そうやってオーリガを中心にしてしばらく見ていたんだけど、徐々に、トゥーゼンバフとソリョーヌイに関心を持ち始めた。 なんだろう、決闘ってすごく(現代人にとっては)時代錯誤だし、理解もできないけど、でも人が死ぬんだって思ったら、トゥーゼンバフとイリーナの別れのシーンが胸に刺さった。人が死ぬって、たとえ軍隊がいるような世界でもやっぱり、ものすごい一大事だもの。 トゥーゼンバフは、やさしいひとだと思った。だからソリョーヌイもどこかで受け入れてしまう。でもそのせいで命を落としまう。 いとしい人が自分と結婚すると言ってくれているのに、その人が自分を愛していないことが分かってしまったら、どんなに苦しいだろう。きっと、イリーナが自分を愛していると少しでも感じられていたら、決闘はしなかったんじゃないのだろうか、と思った。全力で逃げて幸せになったはずだと。 別れのシーンの最後で、「コーヒーを入れておくように言って」というようなことをいうのだけど、それは本当にいいたいことじゃないのがわかる。言葉が心に抗っている、あるいは、何も言えない喉がかろうじて絞り出そうとして、それが最後の言葉になってしまうかも知れないのに本当のことは伝えられず、でも何か言おうとして、その、喉が言葉に抗う感じ。日常ではよくあるけれど、そもそも人が書いた言葉を言う演劇と言う場で、ここまで体が言葉に抗う感じを身体レベルで感じたことはなかったきがするから、なんか、台詞から自由になるってある意味こういうことなのかなって、思った。自由だからこそ、体が本当に台詞に抗う場面でそれがありありと違和感として伝わってくるんだろう。感情の塊のようなものとして、意味じゃなくて、伝わるんだろうと思った。 一方でソリョーヌイも、恋敵とは言え、一番心を開いていた(ように見えた)人を殺してしまう。愛は押し付けないけれど、恋敵は許さない、っていう、心、それはでも現代の人間にも通じるところがあるような気もするし、ある意味では現代の人よりもより気位が高いと言うか、いまならばすぐ相手の命をあやめてしまいそうだもの、そこにも、ソリョーヌイというひとの、どこかで気高くあろうとしてでも道をはずしてしまう感じを思って。誰かが彼を心から受け入れてあげたらよかったのにと思わずにいられなかった。そこに一番近かったのが、トゥーゼンバフだったんだろう。 この二人の組み合わせと言うのも、とても絶妙だなって思った。
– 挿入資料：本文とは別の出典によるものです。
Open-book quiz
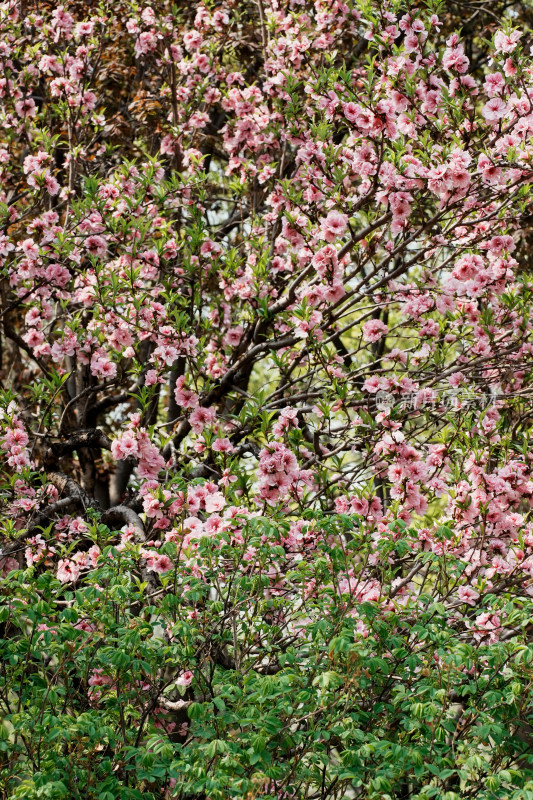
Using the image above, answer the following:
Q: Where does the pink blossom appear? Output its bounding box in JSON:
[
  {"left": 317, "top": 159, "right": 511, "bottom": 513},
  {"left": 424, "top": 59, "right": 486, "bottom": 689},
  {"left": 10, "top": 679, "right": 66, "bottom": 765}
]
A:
[
  {"left": 135, "top": 31, "right": 158, "bottom": 55},
  {"left": 176, "top": 670, "right": 194, "bottom": 687},
  {"left": 448, "top": 372, "right": 464, "bottom": 388},
  {"left": 220, "top": 468, "right": 237, "bottom": 487},
  {"left": 485, "top": 235, "right": 515, "bottom": 255},
  {"left": 362, "top": 376, "right": 382, "bottom": 393},
  {"left": 389, "top": 192, "right": 412, "bottom": 219},
  {"left": 137, "top": 436, "right": 165, "bottom": 479},
  {"left": 484, "top": 72, "right": 505, "bottom": 96},
  {"left": 482, "top": 98, "right": 508, "bottom": 124},
  {"left": 91, "top": 355, "right": 117, "bottom": 379},
  {"left": 458, "top": 586, "right": 479, "bottom": 606},
  {"left": 151, "top": 554, "right": 173, "bottom": 574},
  {"left": 85, "top": 235, "right": 107, "bottom": 258},
  {"left": 494, "top": 29, "right": 521, "bottom": 54},
  {"left": 174, "top": 376, "right": 199, "bottom": 410},
  {"left": 205, "top": 513, "right": 225, "bottom": 535},
  {"left": 362, "top": 319, "right": 389, "bottom": 342},
  {"left": 75, "top": 21, "right": 94, "bottom": 37},
  {"left": 21, "top": 239, "right": 39, "bottom": 260},
  {"left": 258, "top": 442, "right": 299, "bottom": 503},
  {"left": 477, "top": 153, "right": 503, "bottom": 185},
  {"left": 189, "top": 406, "right": 216, "bottom": 433},
  {"left": 470, "top": 612, "right": 501, "bottom": 643},
  {"left": 88, "top": 669, "right": 113, "bottom": 687},
  {"left": 212, "top": 437, "right": 234, "bottom": 453},
  {"left": 442, "top": 44, "right": 469, "bottom": 73},
  {"left": 204, "top": 491, "right": 226, "bottom": 513},
  {"left": 452, "top": 254, "right": 484, "bottom": 281},
  {"left": 224, "top": 327, "right": 243, "bottom": 346},
  {"left": 145, "top": 369, "right": 159, "bottom": 386},
  {"left": 57, "top": 559, "right": 80, "bottom": 583},
  {"left": 74, "top": 619, "right": 95, "bottom": 633},
  {"left": 15, "top": 98, "right": 37, "bottom": 118},
  {"left": 319, "top": 211, "right": 349, "bottom": 242},
  {"left": 111, "top": 431, "right": 138, "bottom": 460},
  {"left": 343, "top": 102, "right": 359, "bottom": 122},
  {"left": 183, "top": 516, "right": 205, "bottom": 538}
]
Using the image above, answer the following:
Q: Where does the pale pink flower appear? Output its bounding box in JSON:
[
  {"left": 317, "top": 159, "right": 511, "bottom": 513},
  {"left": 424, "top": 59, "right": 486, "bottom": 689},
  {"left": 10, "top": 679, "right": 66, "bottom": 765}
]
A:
[
  {"left": 88, "top": 545, "right": 100, "bottom": 567},
  {"left": 111, "top": 431, "right": 138, "bottom": 460},
  {"left": 484, "top": 72, "right": 505, "bottom": 96},
  {"left": 494, "top": 29, "right": 521, "bottom": 54},
  {"left": 212, "top": 438, "right": 234, "bottom": 453},
  {"left": 458, "top": 586, "right": 479, "bottom": 605},
  {"left": 204, "top": 513, "right": 224, "bottom": 535},
  {"left": 389, "top": 191, "right": 412, "bottom": 219},
  {"left": 362, "top": 376, "right": 382, "bottom": 393},
  {"left": 482, "top": 97, "right": 508, "bottom": 124},
  {"left": 75, "top": 21, "right": 94, "bottom": 37},
  {"left": 183, "top": 516, "right": 205, "bottom": 538},
  {"left": 15, "top": 98, "right": 37, "bottom": 118},
  {"left": 183, "top": 30, "right": 202, "bottom": 51},
  {"left": 320, "top": 211, "right": 348, "bottom": 242},
  {"left": 362, "top": 319, "right": 389, "bottom": 342},
  {"left": 85, "top": 235, "right": 107, "bottom": 258},
  {"left": 204, "top": 491, "right": 226, "bottom": 513},
  {"left": 189, "top": 406, "right": 216, "bottom": 433},
  {"left": 224, "top": 327, "right": 243, "bottom": 347},
  {"left": 448, "top": 372, "right": 464, "bottom": 388},
  {"left": 442, "top": 44, "right": 469, "bottom": 73},
  {"left": 21, "top": 239, "right": 39, "bottom": 260},
  {"left": 57, "top": 559, "right": 80, "bottom": 583},
  {"left": 477, "top": 153, "right": 503, "bottom": 185},
  {"left": 174, "top": 376, "right": 199, "bottom": 410}
]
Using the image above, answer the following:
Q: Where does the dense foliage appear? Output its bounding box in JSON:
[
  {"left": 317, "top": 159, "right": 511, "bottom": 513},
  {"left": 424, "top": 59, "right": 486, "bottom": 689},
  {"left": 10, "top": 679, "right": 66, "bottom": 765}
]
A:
[{"left": 2, "top": 0, "right": 533, "bottom": 797}]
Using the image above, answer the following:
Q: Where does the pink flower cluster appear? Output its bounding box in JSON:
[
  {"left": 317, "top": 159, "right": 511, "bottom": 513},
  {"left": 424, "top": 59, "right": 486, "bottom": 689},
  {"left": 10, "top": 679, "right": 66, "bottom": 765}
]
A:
[
  {"left": 111, "top": 415, "right": 165, "bottom": 479},
  {"left": 0, "top": 409, "right": 31, "bottom": 470},
  {"left": 319, "top": 210, "right": 348, "bottom": 242},
  {"left": 23, "top": 150, "right": 60, "bottom": 196},
  {"left": 142, "top": 550, "right": 173, "bottom": 575},
  {"left": 257, "top": 442, "right": 299, "bottom": 504},
  {"left": 362, "top": 319, "right": 389, "bottom": 343}
]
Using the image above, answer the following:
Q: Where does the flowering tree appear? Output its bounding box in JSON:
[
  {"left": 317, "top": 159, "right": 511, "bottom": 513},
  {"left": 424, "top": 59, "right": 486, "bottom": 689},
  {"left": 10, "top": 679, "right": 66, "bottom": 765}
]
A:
[{"left": 2, "top": 0, "right": 533, "bottom": 797}]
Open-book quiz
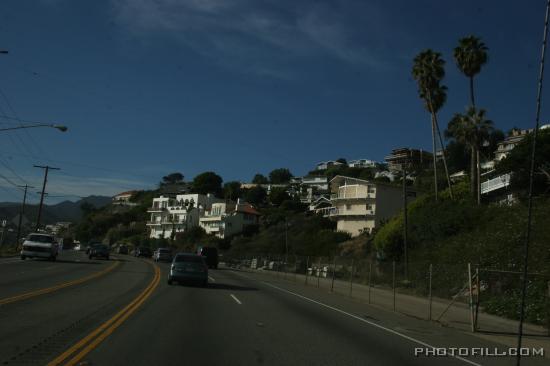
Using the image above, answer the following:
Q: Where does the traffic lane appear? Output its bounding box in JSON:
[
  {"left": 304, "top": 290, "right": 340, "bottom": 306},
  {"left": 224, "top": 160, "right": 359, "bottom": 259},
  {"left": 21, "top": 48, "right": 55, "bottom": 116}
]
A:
[
  {"left": 85, "top": 264, "right": 299, "bottom": 366},
  {"left": 225, "top": 269, "right": 548, "bottom": 366},
  {"left": 85, "top": 266, "right": 461, "bottom": 366},
  {"left": 212, "top": 269, "right": 470, "bottom": 366},
  {"left": 0, "top": 250, "right": 113, "bottom": 300},
  {"left": 0, "top": 256, "right": 154, "bottom": 365}
]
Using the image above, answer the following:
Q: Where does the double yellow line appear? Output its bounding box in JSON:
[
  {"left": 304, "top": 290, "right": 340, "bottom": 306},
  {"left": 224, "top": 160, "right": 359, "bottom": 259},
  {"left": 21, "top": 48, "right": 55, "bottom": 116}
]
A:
[
  {"left": 48, "top": 262, "right": 161, "bottom": 366},
  {"left": 0, "top": 260, "right": 120, "bottom": 306}
]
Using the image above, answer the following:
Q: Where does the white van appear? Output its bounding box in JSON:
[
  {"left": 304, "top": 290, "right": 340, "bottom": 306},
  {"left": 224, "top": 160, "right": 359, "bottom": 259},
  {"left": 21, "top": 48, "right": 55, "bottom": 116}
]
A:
[{"left": 20, "top": 233, "right": 59, "bottom": 261}]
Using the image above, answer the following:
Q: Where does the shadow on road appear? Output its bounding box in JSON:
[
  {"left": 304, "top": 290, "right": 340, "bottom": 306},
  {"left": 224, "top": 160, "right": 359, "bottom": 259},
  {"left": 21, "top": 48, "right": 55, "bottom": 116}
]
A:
[
  {"left": 54, "top": 259, "right": 102, "bottom": 265},
  {"left": 206, "top": 283, "right": 258, "bottom": 291}
]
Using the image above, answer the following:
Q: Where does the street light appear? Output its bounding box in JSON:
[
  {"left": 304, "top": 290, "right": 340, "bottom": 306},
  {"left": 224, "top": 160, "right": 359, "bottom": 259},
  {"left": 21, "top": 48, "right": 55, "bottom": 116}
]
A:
[{"left": 0, "top": 123, "right": 68, "bottom": 132}]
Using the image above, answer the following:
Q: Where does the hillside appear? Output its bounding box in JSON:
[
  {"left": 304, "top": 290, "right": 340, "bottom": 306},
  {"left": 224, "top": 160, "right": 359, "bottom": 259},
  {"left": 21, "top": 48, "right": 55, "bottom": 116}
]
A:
[{"left": 0, "top": 195, "right": 112, "bottom": 225}]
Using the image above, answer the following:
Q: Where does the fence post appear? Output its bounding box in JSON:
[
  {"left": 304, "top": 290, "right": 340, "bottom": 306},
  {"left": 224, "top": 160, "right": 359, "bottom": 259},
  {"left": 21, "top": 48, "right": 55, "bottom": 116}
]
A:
[
  {"left": 331, "top": 256, "right": 337, "bottom": 292},
  {"left": 317, "top": 257, "right": 321, "bottom": 288},
  {"left": 294, "top": 255, "right": 297, "bottom": 282},
  {"left": 392, "top": 261, "right": 396, "bottom": 312},
  {"left": 428, "top": 263, "right": 433, "bottom": 321},
  {"left": 474, "top": 266, "right": 480, "bottom": 331},
  {"left": 349, "top": 259, "right": 355, "bottom": 297},
  {"left": 305, "top": 256, "right": 309, "bottom": 285},
  {"left": 368, "top": 260, "right": 373, "bottom": 304},
  {"left": 468, "top": 263, "right": 475, "bottom": 332}
]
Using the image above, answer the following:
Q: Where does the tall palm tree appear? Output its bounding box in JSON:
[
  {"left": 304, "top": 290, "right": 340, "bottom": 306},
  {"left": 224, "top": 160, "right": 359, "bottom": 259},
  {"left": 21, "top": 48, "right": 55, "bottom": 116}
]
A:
[
  {"left": 412, "top": 50, "right": 453, "bottom": 200},
  {"left": 454, "top": 36, "right": 488, "bottom": 108},
  {"left": 447, "top": 107, "right": 493, "bottom": 203}
]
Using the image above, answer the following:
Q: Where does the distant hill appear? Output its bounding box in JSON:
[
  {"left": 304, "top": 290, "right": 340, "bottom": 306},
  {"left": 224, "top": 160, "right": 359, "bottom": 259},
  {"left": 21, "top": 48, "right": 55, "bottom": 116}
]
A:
[{"left": 0, "top": 195, "right": 112, "bottom": 225}]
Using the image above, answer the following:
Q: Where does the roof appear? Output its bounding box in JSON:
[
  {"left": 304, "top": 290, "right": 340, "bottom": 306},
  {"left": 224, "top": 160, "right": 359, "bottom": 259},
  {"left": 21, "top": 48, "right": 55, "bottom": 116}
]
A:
[
  {"left": 114, "top": 190, "right": 139, "bottom": 197},
  {"left": 235, "top": 204, "right": 261, "bottom": 216}
]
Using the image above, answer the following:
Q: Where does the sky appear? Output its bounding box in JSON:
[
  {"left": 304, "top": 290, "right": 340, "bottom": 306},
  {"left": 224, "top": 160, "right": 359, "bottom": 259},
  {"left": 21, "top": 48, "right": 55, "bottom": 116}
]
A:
[{"left": 0, "top": 0, "right": 548, "bottom": 204}]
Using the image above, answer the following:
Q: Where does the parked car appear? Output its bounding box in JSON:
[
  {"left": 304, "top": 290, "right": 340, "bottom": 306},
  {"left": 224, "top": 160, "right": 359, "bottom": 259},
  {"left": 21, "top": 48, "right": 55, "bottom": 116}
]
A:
[
  {"left": 168, "top": 253, "right": 208, "bottom": 286},
  {"left": 153, "top": 248, "right": 172, "bottom": 262},
  {"left": 89, "top": 244, "right": 110, "bottom": 260},
  {"left": 20, "top": 233, "right": 59, "bottom": 261},
  {"left": 117, "top": 245, "right": 129, "bottom": 254},
  {"left": 135, "top": 247, "right": 152, "bottom": 258},
  {"left": 198, "top": 247, "right": 219, "bottom": 269}
]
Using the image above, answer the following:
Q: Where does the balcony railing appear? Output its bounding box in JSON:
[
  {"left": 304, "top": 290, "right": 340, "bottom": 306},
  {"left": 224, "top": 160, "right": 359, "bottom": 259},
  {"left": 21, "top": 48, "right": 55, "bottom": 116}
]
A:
[
  {"left": 481, "top": 173, "right": 511, "bottom": 195},
  {"left": 316, "top": 207, "right": 375, "bottom": 217},
  {"left": 330, "top": 193, "right": 375, "bottom": 200}
]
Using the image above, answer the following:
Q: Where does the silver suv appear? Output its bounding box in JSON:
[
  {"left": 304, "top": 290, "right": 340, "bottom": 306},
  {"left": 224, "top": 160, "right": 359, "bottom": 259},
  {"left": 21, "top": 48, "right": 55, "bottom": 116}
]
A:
[{"left": 21, "top": 233, "right": 59, "bottom": 261}]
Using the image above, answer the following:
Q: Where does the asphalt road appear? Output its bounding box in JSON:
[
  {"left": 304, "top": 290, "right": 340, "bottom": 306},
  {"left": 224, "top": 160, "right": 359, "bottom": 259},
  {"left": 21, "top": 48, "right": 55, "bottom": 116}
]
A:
[{"left": 0, "top": 251, "right": 547, "bottom": 366}]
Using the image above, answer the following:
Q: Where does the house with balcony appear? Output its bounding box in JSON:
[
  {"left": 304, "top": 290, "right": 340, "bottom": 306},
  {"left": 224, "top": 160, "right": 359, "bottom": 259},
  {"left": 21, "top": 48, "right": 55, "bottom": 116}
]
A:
[
  {"left": 147, "top": 193, "right": 222, "bottom": 239},
  {"left": 199, "top": 199, "right": 260, "bottom": 239},
  {"left": 348, "top": 159, "right": 377, "bottom": 168},
  {"left": 318, "top": 176, "right": 414, "bottom": 237},
  {"left": 385, "top": 148, "right": 432, "bottom": 172}
]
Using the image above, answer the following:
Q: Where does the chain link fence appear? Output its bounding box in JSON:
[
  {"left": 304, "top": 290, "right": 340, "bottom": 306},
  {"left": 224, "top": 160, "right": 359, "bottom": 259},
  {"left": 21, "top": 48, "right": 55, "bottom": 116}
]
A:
[{"left": 223, "top": 254, "right": 549, "bottom": 336}]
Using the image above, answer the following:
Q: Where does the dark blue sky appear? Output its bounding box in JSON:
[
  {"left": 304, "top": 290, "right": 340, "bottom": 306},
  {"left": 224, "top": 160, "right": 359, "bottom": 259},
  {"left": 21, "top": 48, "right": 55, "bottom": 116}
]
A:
[{"left": 0, "top": 0, "right": 548, "bottom": 203}]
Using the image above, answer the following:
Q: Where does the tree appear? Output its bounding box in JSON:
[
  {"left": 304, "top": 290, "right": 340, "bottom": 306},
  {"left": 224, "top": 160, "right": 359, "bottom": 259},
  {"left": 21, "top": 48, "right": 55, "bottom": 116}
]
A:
[
  {"left": 192, "top": 172, "right": 223, "bottom": 197},
  {"left": 412, "top": 49, "right": 453, "bottom": 199},
  {"left": 161, "top": 172, "right": 184, "bottom": 185},
  {"left": 496, "top": 129, "right": 550, "bottom": 196},
  {"left": 447, "top": 107, "right": 494, "bottom": 203},
  {"left": 453, "top": 36, "right": 488, "bottom": 108},
  {"left": 268, "top": 187, "right": 290, "bottom": 205},
  {"left": 269, "top": 168, "right": 293, "bottom": 184},
  {"left": 223, "top": 181, "right": 243, "bottom": 200},
  {"left": 252, "top": 174, "right": 269, "bottom": 184},
  {"left": 243, "top": 186, "right": 267, "bottom": 206}
]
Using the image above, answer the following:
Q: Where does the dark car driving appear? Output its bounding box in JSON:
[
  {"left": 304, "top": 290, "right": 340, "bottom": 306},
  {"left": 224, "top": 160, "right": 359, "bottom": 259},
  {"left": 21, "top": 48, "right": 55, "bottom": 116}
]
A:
[
  {"left": 168, "top": 253, "right": 208, "bottom": 286},
  {"left": 135, "top": 247, "right": 152, "bottom": 258},
  {"left": 89, "top": 244, "right": 110, "bottom": 260}
]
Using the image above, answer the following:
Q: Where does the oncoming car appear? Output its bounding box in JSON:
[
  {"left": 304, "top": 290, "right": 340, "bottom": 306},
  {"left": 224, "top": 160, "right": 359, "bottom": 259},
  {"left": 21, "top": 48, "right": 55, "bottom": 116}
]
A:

三人姉妹を見てほんと、だれも憎めないよっておもう。でも皆バカだよって思う。 私はオーリガをとてもいとしく思ったけど、自分に一番似てるのはナターシャだと思うから、なかなか複雑。でも、だからこそナターシャの変化は私にとってはとても切実。自分を外から見てるようで、いろいろ感じるところがあった。 そしてナターシャの鏡となるようなアンドレイもとっても切実。アンドレイもどこか自分に似ている気がするし、そうすると、アンドレイとナターシャってやっぱりどこかで似たものどうしなのかもね、って思った。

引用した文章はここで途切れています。